Ooh – shiny! Avoiding the distraction of new

Photo Credit: Andrew Morrell Photography on flickr. Used under CC BY-ND 2.0 license.

Oh, like I’m really one to talk about this subject. I have yet to actually learn how to avoid the “ooh – shiny” syndrome. New projects, topics, issues all spark that engine that runs my hamster wheel. And we’re off and running, leaving whatever I was working on behind.

Now, I get things done. I make things happen. I go from A to B.

But more often than not, a new … something, anything … comes along and the ideas start tripping out and

There’s nothing wrong with being an idea hamster. At all. And if that could be all I was, that would be lovely. But while I can get clients who pay me to be that for them, I still have to be more than that for myself. My business needs projects to make it past the new stage, past the idea phase, past the “what if” process.

I’m sitting here with a book half done and starting off on a rabbit trail of planning a podcast series. Umm, what about the book?

Here’s my ideas:
1) Don’t start what you won’t finish. Notice the choice of the word won’t. Not can’t. Not shouldn’t. Not might not. Won’t. Which means taking a lot of time up front to consider the idea, whether it meets the goals, fits the focus, all that jazz. It’s taking time to realize just how long the marathon is so you pace yourself accordingly. Or that you know you can run a marathon and not just sprints.

2) Break big projects down into smaller pieces so there’s always something “new” to work on. And think of them as new. Yikes. This will be hard for me because I’m always running down the road trying to make the early pieces fit with the end goal.

3) Just do it. Argh. My husband loves to say this. And sometimes I just hate it. But there are times when that’s all that can be done to get a project moving. You can try the “30 minutes when you can only work on that one” approach; I’ve had variable success with that.
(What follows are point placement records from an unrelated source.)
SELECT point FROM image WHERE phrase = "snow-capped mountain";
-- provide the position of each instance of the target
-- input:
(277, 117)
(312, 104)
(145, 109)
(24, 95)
It is harder than you think for some of us to do just one thing for an entire 30 minutes. Habit of flipping over to see what’s happening on Google+ or check email or research a tangent you just thought of is just so ingrained.

4) Focus. This ties back to one a bit. When you have focus, know the goal, know your route, it’s so much easier to only take on tasks that matter and thus you’re motivated to complete. This is possibly where I’m failing with us. You just assume that of course you’ll need a YouTube account and so forth. I can so see a use for things like that. But will we actually use it? Does video fit with the plan? Will the people we need to reach find us there? Need to find us there? (Know thy customer!!!!)

I need to ponder this a bit more. No, I don’t. I’ve been sitting on this post for a while, so I’ve already had my bit more, right? Damn. (And sucking. I spent 15 minutes finding the “perfect” picture for this post.) So time to define some focus and actually follow that plan. Anyone else struggling? We can poke each other a bit on this one.